On the Right Track

The IT executives of TTX, which provides railcars and freight car management services to the North American rail industry, decided to automate routine business functions, such as incident reporting and service request management. The goal was to reduce costs, improve service levels and gain efficiency—all part of a larger vision to use ITIL principles to guide the way TTX does business.

Tim Donohue, senior manager of service delivery, describes how the IT team defined the company’s requirements, evaluated five systems, determined the best vendor for the company’s needs and managed a rollout of the chosen ITIL-compliant service delivery system.
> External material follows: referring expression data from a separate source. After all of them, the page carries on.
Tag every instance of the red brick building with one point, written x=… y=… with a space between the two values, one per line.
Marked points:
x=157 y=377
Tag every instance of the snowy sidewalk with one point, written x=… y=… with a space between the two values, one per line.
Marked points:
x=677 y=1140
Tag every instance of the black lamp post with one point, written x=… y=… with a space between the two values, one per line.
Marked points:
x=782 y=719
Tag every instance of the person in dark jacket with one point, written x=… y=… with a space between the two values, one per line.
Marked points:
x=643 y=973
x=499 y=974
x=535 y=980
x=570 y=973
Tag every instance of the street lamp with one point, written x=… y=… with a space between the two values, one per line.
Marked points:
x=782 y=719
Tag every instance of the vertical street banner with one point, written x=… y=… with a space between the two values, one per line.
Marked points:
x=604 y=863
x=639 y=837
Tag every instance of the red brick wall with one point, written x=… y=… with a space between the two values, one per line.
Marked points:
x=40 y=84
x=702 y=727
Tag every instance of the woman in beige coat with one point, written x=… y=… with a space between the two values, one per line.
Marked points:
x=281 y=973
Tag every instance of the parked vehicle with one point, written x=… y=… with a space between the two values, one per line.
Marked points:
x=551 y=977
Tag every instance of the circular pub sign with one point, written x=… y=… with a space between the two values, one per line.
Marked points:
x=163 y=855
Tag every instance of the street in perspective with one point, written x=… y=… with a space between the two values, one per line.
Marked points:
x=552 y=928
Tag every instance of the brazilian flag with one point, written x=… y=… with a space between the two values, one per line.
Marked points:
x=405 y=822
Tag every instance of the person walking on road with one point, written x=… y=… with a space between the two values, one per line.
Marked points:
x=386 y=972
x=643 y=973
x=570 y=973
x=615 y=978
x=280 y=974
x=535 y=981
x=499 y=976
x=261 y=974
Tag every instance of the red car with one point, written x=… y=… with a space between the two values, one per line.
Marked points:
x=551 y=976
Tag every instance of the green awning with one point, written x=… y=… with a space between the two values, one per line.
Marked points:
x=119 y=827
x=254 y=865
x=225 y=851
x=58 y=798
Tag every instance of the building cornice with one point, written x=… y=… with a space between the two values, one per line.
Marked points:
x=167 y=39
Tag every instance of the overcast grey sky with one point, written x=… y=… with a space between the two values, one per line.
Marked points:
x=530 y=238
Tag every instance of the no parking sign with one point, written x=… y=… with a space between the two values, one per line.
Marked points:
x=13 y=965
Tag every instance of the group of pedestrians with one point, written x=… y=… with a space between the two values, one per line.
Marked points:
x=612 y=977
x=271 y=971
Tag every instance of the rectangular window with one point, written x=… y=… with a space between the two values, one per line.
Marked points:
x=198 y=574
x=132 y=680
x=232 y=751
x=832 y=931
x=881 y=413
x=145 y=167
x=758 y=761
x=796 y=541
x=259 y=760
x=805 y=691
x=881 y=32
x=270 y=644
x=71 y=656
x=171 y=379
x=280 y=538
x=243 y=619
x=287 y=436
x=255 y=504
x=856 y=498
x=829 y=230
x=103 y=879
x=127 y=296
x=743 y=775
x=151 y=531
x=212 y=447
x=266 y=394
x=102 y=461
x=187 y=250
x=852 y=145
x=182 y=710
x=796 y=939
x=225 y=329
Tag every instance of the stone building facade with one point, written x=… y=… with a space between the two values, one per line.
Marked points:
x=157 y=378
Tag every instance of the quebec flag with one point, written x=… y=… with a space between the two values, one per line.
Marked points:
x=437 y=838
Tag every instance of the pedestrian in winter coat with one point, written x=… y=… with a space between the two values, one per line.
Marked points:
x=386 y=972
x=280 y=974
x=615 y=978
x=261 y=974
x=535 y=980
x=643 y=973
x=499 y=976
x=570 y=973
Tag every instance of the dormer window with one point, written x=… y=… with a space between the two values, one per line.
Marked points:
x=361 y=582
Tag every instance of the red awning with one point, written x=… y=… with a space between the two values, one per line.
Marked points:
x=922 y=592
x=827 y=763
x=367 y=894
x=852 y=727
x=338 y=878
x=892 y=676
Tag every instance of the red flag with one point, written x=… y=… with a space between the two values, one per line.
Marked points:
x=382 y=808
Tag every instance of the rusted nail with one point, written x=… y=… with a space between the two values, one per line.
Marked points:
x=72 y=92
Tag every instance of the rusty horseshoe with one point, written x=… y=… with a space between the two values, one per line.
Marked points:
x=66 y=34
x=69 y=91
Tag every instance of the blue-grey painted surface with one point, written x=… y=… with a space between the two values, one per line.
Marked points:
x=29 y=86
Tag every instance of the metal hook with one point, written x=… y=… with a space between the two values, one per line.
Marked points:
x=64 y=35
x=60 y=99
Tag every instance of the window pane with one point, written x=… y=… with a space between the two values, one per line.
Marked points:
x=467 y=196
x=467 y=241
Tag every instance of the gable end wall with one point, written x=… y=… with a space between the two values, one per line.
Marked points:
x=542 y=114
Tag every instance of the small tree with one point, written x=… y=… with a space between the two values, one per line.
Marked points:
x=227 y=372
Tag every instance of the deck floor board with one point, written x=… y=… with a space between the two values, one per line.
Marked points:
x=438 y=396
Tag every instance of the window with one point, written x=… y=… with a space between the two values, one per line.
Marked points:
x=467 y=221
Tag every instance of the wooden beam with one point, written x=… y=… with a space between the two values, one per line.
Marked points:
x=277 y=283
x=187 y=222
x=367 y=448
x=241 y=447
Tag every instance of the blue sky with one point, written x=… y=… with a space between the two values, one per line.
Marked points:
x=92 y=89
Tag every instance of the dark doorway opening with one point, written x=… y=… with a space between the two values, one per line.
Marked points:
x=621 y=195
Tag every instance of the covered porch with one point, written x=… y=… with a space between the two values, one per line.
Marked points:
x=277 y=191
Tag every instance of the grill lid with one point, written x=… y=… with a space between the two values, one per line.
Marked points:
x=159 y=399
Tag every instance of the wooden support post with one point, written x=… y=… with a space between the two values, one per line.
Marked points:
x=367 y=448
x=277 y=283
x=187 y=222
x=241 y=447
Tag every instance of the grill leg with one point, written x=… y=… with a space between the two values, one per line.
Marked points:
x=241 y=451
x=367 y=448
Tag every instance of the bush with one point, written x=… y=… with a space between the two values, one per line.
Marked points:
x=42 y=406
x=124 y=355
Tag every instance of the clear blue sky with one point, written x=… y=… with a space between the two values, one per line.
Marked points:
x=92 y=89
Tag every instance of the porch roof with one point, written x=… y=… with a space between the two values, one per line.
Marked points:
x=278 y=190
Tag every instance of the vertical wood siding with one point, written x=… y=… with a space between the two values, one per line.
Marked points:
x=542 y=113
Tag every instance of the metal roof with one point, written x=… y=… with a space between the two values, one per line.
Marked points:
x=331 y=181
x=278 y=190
Results include a more efficient service delivery process, a 50 percent reduction in the service desk staff and the elimination of many of the ticket-taking activities performed by help desk personnel.

We all aspire to run IT like a business, but that’s easier said than done. But a recent experience with a service-catalog implementation helped me realize that achieving this goal was closer than I thought.

At TTX, a provider of railcars and freight car management services to the North American rail industry, our job is to make sure there is a reliable pool of railcars available to our customers. Our IT operations are critical to delivering on that promise.

I manage the IT service delivery team for TTX. Like most IT shops these days, we run a tight ship and are always trying to do more with less.

In the summer of 2007, our IT executives decided we needed to automate routine business functions, such as incident reporting and service request management, in order to reduce costs, improve service levels and gain efficiency. This goal of automating service delivery was part of our larger vision to use ITIL (Information Technology Infrastructure Library) principles to guide the way we do business.

When I submitted the request for funding a service catalog, the cost justification was calculated for the IT department only, though we hoped to find a system that would benefit the entire enterprise. We began searching for a service catalog that could provide a foundation for automating routine service requests made by our approximately 1,200 employees for services offered by IT and other business units, such as Corporate Services and Accounting.